Announcing Linode Block Storage Volumes

erikrothoff · on Feb 1, 2018

Speaking as Linode user with all my eggs in their basket: I'm sad that they are falling so much behind other players like DigitalOcean. I'm looking more and more to DO these days just because of the speed they are able to deliver new features.

That being said this is a great addition! Looking forward to trying it out when it reaches my datacenter. And I'm also looking forward to see what their next big project will be.

jcadam · on Feb 1, 2018

I don't know, I'm currently using Linode and am trying to keep my stuff as platform-agnostic as possible (just give me dumb Linux boxen).

Most of the great new features proliferating on other providers seemed designed to encourage vendor lock-in. On my current project, I made one concession to my usual aversion to proprietary lock-in and went with AWS S3 for storage of user uploads (also looked at Azure's offering but my BizSpark application was denied, so meh), since there really is no equivalent. I'd thought about using Linode's beta block-storage (which would have probably been more performant), but I was afraid I would be forever fighting with managing volumes and nfs mounts (or massively overbuying capacity).

tyingq · on Feb 2, 2018

S3 API compatible object storage is pretty agnostic. Google supports that, for example. Would be a more meaningful announcement from Linode than this one, at least for me.

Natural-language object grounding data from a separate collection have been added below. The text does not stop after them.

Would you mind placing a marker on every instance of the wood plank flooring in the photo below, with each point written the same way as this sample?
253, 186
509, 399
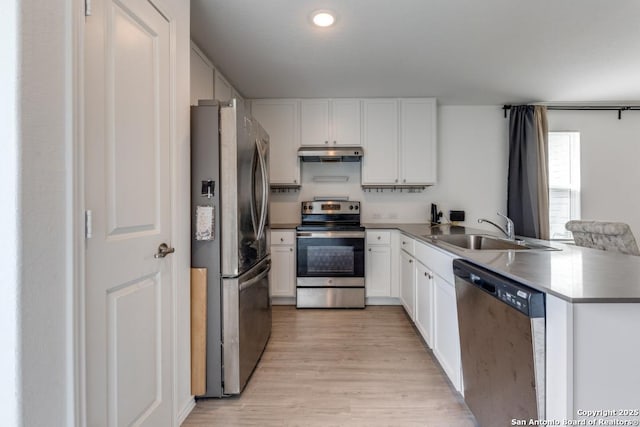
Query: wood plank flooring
341, 368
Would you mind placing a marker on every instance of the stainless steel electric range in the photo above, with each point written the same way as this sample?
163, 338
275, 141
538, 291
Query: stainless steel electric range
330, 255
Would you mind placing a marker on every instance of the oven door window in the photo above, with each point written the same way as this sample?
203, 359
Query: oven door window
330, 257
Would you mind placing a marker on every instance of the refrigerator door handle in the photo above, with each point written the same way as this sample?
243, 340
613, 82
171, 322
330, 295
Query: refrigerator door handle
255, 221
265, 190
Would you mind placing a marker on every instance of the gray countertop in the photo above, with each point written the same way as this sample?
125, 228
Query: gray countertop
283, 226
574, 274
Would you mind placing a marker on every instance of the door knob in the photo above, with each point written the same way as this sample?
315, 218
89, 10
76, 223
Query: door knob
163, 251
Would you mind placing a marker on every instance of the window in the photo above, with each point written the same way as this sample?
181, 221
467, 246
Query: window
564, 182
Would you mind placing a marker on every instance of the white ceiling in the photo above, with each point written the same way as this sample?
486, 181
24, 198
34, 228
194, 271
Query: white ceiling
460, 51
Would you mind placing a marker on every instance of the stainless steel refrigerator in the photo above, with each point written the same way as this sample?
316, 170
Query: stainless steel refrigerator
230, 229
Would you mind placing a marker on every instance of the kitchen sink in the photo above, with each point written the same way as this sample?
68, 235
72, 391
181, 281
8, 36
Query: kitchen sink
483, 242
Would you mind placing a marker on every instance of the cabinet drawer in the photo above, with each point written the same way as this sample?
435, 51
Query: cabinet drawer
378, 237
407, 244
283, 237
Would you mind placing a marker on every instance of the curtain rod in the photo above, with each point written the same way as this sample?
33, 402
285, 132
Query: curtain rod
618, 108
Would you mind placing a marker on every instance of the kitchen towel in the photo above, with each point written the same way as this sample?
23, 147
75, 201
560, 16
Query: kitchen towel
205, 223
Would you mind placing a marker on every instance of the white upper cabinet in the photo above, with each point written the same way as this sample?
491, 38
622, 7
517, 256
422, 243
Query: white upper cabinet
280, 118
418, 136
380, 142
330, 122
345, 122
223, 89
314, 122
399, 141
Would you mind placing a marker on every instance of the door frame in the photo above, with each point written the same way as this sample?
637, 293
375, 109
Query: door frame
77, 319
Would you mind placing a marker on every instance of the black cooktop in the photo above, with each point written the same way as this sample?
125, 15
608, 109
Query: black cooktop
330, 227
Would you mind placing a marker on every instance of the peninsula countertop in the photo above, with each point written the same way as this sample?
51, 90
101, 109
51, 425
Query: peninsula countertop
572, 273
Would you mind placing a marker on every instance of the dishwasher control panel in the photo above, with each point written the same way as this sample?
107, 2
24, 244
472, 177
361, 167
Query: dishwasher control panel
526, 300
518, 300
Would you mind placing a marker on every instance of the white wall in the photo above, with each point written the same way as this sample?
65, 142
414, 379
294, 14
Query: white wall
36, 258
609, 163
44, 261
472, 175
180, 13
9, 143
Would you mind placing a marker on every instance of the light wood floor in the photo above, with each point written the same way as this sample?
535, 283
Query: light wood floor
341, 368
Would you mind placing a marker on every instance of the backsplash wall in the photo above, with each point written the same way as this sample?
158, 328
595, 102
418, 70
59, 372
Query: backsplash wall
466, 135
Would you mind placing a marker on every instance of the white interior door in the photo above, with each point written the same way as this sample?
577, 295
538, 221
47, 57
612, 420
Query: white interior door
128, 72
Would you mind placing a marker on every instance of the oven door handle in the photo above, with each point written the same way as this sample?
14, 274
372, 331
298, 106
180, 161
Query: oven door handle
330, 234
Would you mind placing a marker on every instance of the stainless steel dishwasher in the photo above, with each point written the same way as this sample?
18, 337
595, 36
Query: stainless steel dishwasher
502, 344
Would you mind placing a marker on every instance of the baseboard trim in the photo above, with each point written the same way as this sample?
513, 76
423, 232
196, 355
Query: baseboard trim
186, 410
283, 300
383, 301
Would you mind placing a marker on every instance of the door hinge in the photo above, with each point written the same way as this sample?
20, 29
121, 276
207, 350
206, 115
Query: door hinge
88, 224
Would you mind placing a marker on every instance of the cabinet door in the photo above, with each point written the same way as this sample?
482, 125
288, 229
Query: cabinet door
223, 89
446, 339
345, 122
314, 122
282, 271
380, 142
424, 303
418, 141
378, 271
279, 117
407, 283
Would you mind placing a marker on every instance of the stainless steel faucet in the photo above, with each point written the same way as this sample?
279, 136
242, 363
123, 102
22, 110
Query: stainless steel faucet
509, 232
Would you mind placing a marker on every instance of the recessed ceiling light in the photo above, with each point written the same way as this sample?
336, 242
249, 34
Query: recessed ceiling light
323, 18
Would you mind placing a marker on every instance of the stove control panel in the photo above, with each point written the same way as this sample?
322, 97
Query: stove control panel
330, 207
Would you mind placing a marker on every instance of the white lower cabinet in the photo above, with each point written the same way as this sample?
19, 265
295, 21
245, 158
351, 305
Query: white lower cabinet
424, 303
407, 283
378, 265
446, 338
378, 271
283, 264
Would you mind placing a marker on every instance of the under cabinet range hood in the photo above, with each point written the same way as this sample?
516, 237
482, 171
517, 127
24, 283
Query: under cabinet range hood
330, 154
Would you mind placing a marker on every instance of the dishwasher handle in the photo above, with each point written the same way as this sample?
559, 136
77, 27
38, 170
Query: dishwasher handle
481, 283
523, 298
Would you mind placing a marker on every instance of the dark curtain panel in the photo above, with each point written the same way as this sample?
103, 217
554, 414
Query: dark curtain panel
522, 191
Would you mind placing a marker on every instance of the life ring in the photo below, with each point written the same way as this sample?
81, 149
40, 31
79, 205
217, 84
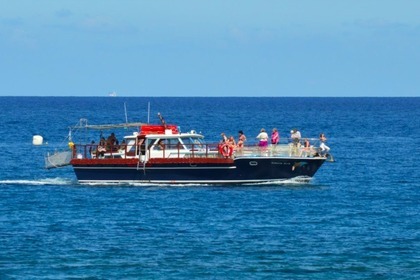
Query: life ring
226, 150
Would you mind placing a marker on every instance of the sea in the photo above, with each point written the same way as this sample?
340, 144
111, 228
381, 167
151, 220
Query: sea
358, 218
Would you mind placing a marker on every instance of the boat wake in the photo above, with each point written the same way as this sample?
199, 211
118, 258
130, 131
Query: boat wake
40, 182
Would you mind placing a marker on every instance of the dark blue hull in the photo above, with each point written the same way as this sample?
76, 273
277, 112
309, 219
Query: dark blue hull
240, 170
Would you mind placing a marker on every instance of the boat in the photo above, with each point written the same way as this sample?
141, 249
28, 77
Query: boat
162, 154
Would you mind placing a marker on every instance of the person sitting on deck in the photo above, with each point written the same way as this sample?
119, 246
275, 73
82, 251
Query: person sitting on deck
275, 137
307, 149
241, 140
263, 137
231, 142
324, 148
295, 136
160, 145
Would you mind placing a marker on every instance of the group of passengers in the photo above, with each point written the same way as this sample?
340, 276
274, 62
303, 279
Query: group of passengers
298, 146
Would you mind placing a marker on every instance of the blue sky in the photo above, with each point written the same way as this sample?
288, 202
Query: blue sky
210, 48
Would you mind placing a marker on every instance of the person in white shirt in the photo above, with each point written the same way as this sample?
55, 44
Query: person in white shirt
324, 148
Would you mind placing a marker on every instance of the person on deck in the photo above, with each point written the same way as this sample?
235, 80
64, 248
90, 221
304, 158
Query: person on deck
111, 141
275, 137
324, 148
295, 136
241, 140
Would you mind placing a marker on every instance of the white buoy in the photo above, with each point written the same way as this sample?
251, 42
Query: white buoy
37, 140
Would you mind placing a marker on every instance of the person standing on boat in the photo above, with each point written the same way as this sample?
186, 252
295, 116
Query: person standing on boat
275, 137
242, 139
263, 137
324, 148
111, 141
224, 138
295, 136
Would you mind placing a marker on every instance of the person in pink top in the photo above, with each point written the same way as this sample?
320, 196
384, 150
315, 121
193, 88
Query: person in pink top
275, 137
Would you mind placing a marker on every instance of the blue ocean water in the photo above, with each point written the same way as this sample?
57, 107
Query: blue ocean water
357, 219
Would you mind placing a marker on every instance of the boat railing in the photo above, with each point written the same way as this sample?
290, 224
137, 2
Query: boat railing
286, 148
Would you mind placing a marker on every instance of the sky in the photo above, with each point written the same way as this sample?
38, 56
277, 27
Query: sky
280, 48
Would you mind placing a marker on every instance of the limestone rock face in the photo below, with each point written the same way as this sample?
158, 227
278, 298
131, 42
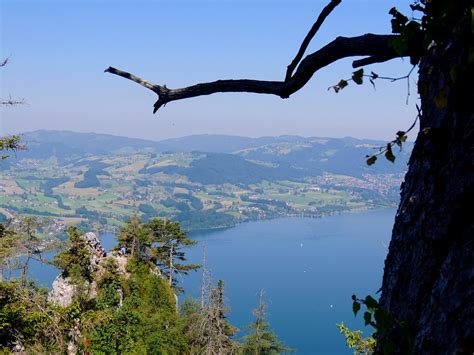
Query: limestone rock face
62, 292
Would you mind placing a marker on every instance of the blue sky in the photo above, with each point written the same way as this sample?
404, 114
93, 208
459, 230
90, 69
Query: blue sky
59, 49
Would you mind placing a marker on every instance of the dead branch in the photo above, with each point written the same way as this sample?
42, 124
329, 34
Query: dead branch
315, 28
372, 45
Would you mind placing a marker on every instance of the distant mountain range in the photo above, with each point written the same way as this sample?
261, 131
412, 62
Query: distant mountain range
226, 158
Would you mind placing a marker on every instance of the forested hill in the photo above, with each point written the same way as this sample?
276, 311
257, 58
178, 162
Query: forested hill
277, 157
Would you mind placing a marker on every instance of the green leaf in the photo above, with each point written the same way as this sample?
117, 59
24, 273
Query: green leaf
398, 21
371, 302
389, 154
371, 160
355, 307
367, 318
357, 76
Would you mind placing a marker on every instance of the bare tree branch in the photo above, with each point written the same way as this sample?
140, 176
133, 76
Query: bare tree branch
370, 60
315, 28
371, 45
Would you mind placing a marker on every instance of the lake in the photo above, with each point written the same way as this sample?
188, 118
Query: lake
307, 267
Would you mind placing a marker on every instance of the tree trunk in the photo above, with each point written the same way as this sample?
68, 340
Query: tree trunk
429, 272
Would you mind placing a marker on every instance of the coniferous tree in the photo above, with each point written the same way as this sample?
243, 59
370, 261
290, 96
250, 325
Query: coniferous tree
262, 341
75, 260
167, 241
8, 246
135, 238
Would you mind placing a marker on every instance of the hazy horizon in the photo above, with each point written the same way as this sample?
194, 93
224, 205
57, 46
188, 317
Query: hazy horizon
58, 52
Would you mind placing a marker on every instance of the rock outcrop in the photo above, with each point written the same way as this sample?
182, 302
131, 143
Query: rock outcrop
63, 289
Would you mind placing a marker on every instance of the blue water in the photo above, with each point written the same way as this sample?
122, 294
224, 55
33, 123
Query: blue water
308, 268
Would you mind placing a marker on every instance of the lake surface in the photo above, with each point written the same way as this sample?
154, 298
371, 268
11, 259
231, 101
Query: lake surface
308, 269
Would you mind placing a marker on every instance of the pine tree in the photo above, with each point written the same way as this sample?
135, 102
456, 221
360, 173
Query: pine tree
75, 260
135, 238
167, 240
262, 341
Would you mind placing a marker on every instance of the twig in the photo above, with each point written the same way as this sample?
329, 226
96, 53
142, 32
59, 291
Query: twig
341, 47
315, 28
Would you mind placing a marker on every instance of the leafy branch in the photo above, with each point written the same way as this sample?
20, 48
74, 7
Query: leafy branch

alexhayes · on Feb 2, 2018

As does DO

jcadam · on Feb 2, 2018

So you're saying I done good. I feel slightly better :)

tyingq · on Feb 2, 2018

Heh, yes. The S3 API/protocol is becoming a defacto standard. Even supported in proprietary things like NetApp storage appliances.

chatmasta · on Feb 1, 2018

Why does block storage seem to take so long for companies to implement? DigitalOcean only implemented it in the past year, when they had hundreds of employees. It seems like it would be a priority feature, so I imagine a sizable team was working on it. Why did it take so long for digitalocean, and now Linode, to implement block storage? Are there some inherently architecture-dependenent complexities that render it a deceivingly difficult project to implement?

nickvanw · on Feb 1, 2018

I was the Engineering Manager for the Storage team at DigitalOcean that took the Block Storage project from conception to launch (though I no longer work there), so I might be able to shed some light.

In general, it's really hard to do at-scale network-backed storage - by the time your applications get access to the file system, there are a myriad of abstractions that aren't always receiptive to the idea of the network "going away", or even a modicum of lag. On top of that, in order for it to be profitable, you need to work at a massively-shared scale. This means expensive SSDs, servers and switches that require a lot of capex and no guaranteed revenue because it's a new product. For us, this meant building entirely new network architecture in some places to allow the massive amount of data being shared in the storage cluster and across VMs to not overwhelm existing traffic, etc.

In order to create the reliability in network and persistency that your normal application desires, you need extremely strong consistency and low latency. Every replication strategy (replication and erasure coding) requires each write to touch more than one SSD/HDD/NVMe device in order to acknowledge the write, and that all needs to happen in a shared system with an immense amount of contention, every time.

It takes a while because you only get one opportunity to get all of this right - it's one thing if the network has a few more blips in a month, or if there's a bit more CPU contention than you'd like, but you absolutely can't lose peoples' data.

I can understand why companies are so hesitant to do this - there may be technical debt in their software/network stack that makes it very difficult, or they may not want to proceed unless they have the right set of experts working on the project.

neom · on Feb 1, 2018

How do you like Ceph generally as a technology, rest of the implementation aside, thoughts on Ceph?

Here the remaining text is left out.